Nous estimons que 25 % des obligations contenues dans
l’iBoxx euro sovereign all maturities délivrent aujourd’hui
des rendements négatifs (voir graphique 2). Début février
2015, certaines obligations d’entreprises ont aussi
connu des taux négatifs. Or, les données historiques les
plus lointaines remontent au début du xixe siècle et, de
mémoire d’historien, jamais les taux n’avaient été aussi
bas.
GRAPHIQUE 1 : DOUZE PAYS D’EUROPE DE L’OUEST CONNAISSENT
DES TAUX DEUX ANS NÉGATIFS À MI-AVRIL 2015
Malgré ces rendements négatifs, les flux d’investissement
vers les obligations européennes atteignent des records.
Selon Morningstar, les OPCVM obligataires européens
(souverain et entreprises) ont collecté 6 milliards d’euros
en février 2015, un plus haut en matière de collecte
mensuelle depuis les cinq dernières années.
La ruée obligataire s’accélère alors que les rendements
obligataires ne semblent pas compenser les risques de
crédit et de duration que prennent les investisseurs.
GRAPHIQUE 2: 25 % DE L’INDICE IBOXX EURO SOVEREIGN
ALL MATURITIES TRAITÉ À TAUX NÉGATIFS
La baisse des taux de rendements n’est certes pas un
phénomène nouveau.
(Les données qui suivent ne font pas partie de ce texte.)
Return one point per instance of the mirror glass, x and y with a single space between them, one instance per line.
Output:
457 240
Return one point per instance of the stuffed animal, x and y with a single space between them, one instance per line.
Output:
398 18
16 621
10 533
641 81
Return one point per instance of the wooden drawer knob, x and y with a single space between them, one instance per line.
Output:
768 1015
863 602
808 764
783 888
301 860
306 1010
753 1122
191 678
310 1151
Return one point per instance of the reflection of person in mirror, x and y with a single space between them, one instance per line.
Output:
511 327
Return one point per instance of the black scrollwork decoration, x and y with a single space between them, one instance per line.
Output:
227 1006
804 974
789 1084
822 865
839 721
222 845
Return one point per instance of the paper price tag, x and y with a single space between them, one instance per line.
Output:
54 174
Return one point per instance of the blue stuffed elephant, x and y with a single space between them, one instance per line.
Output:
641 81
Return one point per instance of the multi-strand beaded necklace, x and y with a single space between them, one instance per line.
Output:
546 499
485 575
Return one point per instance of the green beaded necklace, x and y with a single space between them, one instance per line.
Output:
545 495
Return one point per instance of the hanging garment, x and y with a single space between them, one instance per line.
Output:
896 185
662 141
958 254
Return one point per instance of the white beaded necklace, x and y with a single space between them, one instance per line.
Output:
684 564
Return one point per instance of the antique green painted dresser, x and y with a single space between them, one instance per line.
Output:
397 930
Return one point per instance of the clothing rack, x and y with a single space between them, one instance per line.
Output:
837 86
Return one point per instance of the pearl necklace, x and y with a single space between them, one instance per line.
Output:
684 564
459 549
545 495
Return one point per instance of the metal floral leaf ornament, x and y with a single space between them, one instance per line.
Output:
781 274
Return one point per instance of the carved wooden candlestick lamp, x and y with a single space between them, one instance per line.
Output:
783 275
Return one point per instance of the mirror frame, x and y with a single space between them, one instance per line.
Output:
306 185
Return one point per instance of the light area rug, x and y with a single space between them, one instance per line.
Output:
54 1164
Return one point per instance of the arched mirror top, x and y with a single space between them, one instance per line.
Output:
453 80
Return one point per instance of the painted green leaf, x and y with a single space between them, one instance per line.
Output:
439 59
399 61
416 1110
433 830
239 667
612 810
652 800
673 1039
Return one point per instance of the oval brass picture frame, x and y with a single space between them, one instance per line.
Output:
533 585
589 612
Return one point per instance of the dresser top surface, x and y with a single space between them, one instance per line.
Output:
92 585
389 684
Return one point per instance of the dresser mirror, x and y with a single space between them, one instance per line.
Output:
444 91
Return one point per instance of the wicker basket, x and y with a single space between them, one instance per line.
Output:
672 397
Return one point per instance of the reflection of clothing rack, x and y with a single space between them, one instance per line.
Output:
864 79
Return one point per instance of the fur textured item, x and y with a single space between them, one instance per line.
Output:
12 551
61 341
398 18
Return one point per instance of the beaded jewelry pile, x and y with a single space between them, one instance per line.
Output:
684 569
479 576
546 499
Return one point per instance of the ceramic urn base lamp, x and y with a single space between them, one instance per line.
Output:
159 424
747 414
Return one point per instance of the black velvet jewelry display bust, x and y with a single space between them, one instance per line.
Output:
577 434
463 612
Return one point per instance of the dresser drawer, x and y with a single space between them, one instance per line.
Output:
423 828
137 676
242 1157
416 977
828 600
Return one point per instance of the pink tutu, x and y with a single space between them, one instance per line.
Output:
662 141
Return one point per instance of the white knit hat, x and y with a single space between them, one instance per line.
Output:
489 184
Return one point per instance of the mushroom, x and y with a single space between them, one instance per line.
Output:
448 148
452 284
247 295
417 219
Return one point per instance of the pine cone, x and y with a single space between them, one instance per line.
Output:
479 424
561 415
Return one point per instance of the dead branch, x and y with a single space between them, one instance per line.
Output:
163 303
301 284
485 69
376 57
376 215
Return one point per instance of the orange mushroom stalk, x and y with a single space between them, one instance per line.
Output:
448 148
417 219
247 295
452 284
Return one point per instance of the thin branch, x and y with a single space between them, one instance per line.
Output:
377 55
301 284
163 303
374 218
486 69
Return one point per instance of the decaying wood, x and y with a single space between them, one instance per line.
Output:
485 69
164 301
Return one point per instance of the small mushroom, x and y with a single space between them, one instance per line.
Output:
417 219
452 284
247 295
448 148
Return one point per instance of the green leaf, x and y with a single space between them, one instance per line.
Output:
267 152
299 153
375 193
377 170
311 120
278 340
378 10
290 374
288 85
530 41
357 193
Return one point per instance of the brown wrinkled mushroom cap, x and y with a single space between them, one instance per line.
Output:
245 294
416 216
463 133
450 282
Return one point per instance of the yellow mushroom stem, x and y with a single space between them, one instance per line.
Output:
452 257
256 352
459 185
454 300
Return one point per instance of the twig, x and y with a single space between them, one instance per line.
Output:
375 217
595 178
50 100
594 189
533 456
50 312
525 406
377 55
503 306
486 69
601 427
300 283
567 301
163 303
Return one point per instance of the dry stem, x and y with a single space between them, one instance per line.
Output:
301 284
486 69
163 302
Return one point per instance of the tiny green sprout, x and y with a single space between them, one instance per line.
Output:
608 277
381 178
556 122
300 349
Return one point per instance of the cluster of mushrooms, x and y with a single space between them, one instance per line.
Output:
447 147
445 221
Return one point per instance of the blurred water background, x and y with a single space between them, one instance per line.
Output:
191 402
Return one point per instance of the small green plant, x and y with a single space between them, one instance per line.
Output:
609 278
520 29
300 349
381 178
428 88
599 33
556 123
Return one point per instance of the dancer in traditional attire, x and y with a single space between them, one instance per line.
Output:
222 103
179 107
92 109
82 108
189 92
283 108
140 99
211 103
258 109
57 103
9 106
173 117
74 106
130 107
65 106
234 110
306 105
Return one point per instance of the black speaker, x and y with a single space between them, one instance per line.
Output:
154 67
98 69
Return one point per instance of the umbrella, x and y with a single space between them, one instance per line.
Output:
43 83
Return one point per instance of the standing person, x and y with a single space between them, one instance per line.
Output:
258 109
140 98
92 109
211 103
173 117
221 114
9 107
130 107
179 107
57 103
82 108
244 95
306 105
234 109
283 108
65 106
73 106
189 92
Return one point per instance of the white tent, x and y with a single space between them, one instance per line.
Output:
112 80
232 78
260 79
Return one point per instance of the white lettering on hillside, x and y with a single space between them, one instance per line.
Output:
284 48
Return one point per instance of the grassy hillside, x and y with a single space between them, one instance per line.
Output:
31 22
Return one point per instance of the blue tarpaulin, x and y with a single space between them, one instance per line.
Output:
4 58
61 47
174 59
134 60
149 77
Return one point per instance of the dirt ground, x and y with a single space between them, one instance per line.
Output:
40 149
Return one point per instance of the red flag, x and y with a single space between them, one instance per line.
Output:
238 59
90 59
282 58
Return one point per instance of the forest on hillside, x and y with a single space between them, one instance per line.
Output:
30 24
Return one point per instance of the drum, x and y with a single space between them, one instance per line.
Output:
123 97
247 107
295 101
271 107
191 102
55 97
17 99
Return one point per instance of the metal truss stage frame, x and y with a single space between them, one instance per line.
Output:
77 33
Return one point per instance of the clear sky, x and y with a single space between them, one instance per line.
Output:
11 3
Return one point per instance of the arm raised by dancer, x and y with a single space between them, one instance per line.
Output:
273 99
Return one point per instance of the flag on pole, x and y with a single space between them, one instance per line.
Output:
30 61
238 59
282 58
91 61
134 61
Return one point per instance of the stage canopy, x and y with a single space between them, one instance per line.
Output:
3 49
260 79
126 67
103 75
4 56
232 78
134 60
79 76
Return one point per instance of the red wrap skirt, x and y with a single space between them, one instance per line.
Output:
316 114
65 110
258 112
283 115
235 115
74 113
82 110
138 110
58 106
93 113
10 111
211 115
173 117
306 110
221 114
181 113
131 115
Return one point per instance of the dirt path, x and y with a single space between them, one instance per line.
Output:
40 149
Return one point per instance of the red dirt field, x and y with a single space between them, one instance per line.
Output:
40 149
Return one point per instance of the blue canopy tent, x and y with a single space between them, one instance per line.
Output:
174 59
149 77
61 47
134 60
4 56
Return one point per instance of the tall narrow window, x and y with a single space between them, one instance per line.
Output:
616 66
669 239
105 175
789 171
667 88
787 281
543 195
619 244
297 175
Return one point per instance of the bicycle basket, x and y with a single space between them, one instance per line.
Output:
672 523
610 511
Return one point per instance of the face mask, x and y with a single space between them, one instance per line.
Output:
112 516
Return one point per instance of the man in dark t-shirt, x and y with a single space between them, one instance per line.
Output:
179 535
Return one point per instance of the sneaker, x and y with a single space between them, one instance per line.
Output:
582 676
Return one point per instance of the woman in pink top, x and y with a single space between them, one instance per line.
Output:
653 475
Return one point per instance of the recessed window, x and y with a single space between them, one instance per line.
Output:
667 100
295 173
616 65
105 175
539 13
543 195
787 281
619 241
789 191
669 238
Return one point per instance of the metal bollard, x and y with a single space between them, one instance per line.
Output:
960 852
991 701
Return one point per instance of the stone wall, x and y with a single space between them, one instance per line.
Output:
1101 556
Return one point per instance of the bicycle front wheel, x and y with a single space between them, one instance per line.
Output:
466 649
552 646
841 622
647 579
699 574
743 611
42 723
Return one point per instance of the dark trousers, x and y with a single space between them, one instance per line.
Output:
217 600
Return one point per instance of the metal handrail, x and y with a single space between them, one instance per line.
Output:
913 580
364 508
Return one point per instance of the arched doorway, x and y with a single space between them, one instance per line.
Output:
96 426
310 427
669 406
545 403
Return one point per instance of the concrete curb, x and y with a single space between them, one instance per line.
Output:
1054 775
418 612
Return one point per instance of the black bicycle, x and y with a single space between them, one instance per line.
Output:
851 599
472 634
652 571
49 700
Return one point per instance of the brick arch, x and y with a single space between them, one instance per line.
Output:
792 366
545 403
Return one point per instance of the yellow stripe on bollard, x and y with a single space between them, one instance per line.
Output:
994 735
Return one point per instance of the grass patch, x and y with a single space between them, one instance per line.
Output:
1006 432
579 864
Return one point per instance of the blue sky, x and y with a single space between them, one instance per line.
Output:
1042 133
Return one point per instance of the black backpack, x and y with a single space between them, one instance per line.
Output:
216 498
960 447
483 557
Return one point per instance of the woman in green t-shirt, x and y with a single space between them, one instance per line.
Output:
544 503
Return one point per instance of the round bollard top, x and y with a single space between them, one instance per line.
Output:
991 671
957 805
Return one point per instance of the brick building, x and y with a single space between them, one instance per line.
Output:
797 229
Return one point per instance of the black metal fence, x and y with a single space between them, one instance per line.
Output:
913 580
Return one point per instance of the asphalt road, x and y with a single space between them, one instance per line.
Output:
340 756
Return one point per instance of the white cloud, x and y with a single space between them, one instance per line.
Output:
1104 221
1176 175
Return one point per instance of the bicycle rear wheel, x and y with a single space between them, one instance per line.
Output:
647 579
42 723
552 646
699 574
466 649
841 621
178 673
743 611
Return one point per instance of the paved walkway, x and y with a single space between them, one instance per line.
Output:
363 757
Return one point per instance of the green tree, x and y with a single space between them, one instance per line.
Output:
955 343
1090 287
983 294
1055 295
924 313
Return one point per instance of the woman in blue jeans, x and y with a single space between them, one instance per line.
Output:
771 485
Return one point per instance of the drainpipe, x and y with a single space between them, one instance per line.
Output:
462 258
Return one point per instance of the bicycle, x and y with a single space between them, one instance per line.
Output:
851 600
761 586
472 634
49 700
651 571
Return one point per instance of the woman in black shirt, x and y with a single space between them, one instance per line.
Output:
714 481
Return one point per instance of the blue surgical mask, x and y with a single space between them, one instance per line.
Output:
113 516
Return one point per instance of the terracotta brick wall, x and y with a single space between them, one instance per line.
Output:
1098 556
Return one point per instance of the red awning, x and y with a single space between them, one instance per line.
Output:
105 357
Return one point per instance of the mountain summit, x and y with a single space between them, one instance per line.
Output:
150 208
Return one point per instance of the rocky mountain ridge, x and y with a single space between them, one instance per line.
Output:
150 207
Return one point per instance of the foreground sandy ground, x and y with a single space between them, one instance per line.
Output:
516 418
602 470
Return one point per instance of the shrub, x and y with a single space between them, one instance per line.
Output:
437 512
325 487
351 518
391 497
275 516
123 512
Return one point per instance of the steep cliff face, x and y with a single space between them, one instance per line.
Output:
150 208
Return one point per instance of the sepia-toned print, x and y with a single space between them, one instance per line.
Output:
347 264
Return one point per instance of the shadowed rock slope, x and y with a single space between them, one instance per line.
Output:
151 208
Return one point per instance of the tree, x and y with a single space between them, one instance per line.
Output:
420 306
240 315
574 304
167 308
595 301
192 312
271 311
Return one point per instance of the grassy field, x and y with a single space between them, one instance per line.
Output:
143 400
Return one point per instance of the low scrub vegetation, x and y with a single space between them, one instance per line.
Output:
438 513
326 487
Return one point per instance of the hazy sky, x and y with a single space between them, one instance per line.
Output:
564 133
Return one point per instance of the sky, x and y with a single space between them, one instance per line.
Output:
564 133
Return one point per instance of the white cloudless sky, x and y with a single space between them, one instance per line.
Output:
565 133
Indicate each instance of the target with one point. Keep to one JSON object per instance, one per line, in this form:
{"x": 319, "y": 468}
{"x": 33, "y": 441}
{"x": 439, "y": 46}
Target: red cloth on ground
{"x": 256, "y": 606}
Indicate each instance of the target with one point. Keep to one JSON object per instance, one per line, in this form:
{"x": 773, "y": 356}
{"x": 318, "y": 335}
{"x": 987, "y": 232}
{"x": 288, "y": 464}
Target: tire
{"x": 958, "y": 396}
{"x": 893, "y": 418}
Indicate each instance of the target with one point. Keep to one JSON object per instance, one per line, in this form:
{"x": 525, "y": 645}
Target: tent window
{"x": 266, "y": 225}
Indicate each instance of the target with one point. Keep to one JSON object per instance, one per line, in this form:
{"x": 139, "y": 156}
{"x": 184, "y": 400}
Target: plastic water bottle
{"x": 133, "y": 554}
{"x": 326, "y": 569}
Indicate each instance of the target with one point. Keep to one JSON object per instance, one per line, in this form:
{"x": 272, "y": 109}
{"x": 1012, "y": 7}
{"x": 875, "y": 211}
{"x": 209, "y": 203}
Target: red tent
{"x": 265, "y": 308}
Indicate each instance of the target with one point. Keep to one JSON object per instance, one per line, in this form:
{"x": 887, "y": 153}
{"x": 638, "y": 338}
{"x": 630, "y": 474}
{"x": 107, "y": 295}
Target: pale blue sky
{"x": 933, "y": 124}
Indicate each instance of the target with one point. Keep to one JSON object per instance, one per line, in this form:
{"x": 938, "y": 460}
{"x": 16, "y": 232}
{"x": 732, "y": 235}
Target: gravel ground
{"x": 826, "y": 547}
Depuis le milieu des années 80, les
taux d’intérêts réels ont en effet connu un déclin marqué.
Les causes de cette baisse sont multiples : abondance
de l’épargne dans les pays émergents et en Chine en
particulier, déclin structurel de l’investissement dans les
pays développés et hausse de la demande pour les actifs
sans risque de la part des pays émergents dans le sillage
des crises financières de la fin des années 90.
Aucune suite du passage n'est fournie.